The muscat grapes are sweeter, hence a sweeter wine. I honestly thought they only grew in the south. All the sweet wines ( Gewurztraminer and Riesling, etc ) are typically desert wines. I am glad you enjoy our region. Yes, please come back.
My two cents here as an Alsacian wines aficionado...Gewürztraminer is a sweet wine, with a very surprising lychee aroma...A dessert wine. Sylvaner, in my opinion, is one of the ugliest French wines, on par with horrors like blanquette de Limoux, Kriter, listel, gros plant, and vin jaune of Jura...It's a herbaceous wine that makes you feel you're drinking a diluted grass extract. Muscat has an excellent reputation, but I do not remember what it tastes like. Riesling is wonderful when good, still, white, extra dry, both light and full of taste at the same time. Cremant can be as good as a good Champagne...Almost. Pinot gris is absolutely revered, I tasted it only once and all I can remember is that it was very good. You can have also heavenly reds, the famous Pinot noir d'Alsace...Some of them are absolutely terrific 🤪
The onion tart is my favorite from this region but there's so much good food in Alsace.

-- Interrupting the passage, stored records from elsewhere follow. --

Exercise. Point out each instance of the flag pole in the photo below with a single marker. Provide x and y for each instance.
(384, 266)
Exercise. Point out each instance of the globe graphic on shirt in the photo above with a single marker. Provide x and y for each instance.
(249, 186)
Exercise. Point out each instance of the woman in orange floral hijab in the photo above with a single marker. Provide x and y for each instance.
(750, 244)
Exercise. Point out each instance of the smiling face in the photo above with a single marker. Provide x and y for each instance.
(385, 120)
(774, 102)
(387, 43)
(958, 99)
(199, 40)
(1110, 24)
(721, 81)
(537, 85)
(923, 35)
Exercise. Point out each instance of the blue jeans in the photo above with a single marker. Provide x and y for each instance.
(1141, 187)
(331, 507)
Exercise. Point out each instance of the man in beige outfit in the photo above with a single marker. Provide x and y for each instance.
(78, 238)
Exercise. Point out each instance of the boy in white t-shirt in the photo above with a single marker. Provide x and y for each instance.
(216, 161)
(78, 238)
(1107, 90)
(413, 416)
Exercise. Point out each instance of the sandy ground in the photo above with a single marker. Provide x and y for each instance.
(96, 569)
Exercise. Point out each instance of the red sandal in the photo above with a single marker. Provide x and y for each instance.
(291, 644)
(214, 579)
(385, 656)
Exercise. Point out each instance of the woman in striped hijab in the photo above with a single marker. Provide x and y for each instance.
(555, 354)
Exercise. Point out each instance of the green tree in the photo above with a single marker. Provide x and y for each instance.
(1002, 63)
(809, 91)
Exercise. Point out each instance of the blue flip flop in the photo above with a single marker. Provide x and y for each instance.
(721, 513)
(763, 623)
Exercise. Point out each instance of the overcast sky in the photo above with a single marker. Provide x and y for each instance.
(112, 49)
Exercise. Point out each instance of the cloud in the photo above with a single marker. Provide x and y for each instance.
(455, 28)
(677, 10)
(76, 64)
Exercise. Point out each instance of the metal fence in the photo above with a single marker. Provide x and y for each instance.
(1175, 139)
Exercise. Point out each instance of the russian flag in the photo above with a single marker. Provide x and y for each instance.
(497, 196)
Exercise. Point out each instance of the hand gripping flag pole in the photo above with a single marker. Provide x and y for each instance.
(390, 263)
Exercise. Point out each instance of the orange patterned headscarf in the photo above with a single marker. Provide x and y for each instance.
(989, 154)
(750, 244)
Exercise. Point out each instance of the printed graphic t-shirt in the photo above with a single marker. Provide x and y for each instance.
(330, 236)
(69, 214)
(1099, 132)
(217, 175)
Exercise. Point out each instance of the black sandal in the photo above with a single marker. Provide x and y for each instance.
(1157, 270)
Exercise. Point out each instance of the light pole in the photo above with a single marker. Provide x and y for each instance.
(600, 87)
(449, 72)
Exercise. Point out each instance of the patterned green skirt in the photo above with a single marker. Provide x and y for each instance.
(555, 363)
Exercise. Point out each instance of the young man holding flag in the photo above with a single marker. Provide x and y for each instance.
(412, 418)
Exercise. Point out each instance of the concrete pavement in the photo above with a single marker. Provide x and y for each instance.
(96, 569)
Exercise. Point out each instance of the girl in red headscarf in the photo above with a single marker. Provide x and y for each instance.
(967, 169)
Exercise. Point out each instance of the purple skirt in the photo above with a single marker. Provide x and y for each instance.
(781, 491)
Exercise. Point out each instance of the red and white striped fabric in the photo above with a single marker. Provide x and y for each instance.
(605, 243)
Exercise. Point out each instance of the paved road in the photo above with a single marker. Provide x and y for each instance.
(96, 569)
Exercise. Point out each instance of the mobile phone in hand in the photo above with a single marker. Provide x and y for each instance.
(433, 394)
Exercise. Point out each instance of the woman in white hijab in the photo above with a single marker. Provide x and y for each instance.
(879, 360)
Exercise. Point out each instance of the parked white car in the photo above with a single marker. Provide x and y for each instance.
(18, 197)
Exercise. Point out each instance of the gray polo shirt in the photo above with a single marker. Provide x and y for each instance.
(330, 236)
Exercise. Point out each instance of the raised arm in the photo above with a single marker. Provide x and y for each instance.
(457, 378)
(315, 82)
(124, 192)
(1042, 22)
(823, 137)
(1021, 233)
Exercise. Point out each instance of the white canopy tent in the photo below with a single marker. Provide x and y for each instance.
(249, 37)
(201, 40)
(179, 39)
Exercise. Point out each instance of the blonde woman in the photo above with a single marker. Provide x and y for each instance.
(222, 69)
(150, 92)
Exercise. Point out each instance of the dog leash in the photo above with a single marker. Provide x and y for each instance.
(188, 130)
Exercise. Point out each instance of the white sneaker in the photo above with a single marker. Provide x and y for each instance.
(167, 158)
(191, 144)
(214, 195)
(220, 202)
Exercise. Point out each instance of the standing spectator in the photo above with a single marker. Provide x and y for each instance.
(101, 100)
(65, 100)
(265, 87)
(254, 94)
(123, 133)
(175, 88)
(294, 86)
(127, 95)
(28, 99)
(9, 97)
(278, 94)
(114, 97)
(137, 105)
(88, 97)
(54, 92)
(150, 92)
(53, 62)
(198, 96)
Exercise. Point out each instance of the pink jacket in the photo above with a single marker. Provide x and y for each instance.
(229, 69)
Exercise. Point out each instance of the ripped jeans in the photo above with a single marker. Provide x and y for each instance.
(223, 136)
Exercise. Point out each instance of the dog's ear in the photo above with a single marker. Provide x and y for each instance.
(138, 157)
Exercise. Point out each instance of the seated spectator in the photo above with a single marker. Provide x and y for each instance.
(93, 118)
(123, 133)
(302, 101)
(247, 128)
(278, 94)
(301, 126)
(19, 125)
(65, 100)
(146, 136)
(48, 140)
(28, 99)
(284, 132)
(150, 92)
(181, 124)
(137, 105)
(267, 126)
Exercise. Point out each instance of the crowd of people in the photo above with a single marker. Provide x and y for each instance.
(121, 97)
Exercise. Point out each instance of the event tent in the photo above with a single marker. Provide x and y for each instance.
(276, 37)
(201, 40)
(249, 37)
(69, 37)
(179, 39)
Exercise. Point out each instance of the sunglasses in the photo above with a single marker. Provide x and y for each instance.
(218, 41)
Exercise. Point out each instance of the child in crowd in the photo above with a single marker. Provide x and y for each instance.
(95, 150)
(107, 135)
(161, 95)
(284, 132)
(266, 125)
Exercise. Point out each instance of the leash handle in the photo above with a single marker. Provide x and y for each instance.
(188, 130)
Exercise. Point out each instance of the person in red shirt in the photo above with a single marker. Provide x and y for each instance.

It's just everywhere you look almost, and the food even seems good in what looked to me like the kind of tourist trap restaurants. I wasn't as excited with the local wines but as they normally do in Europe they were great with the food.
Great show as always... Correct me if I'm wrong but I believe you live (lived?) in Chicago. You'll find a babka anywhere on Milwaukee or Archer Avenue. Exact same thing as a Gugelhupf. In Paris Sebastien Gaudard (across from the Louvre, or rue des Martyrs) does a mean one. I never fail to buy one here whenever feeling homesick for Belmont and Diversey...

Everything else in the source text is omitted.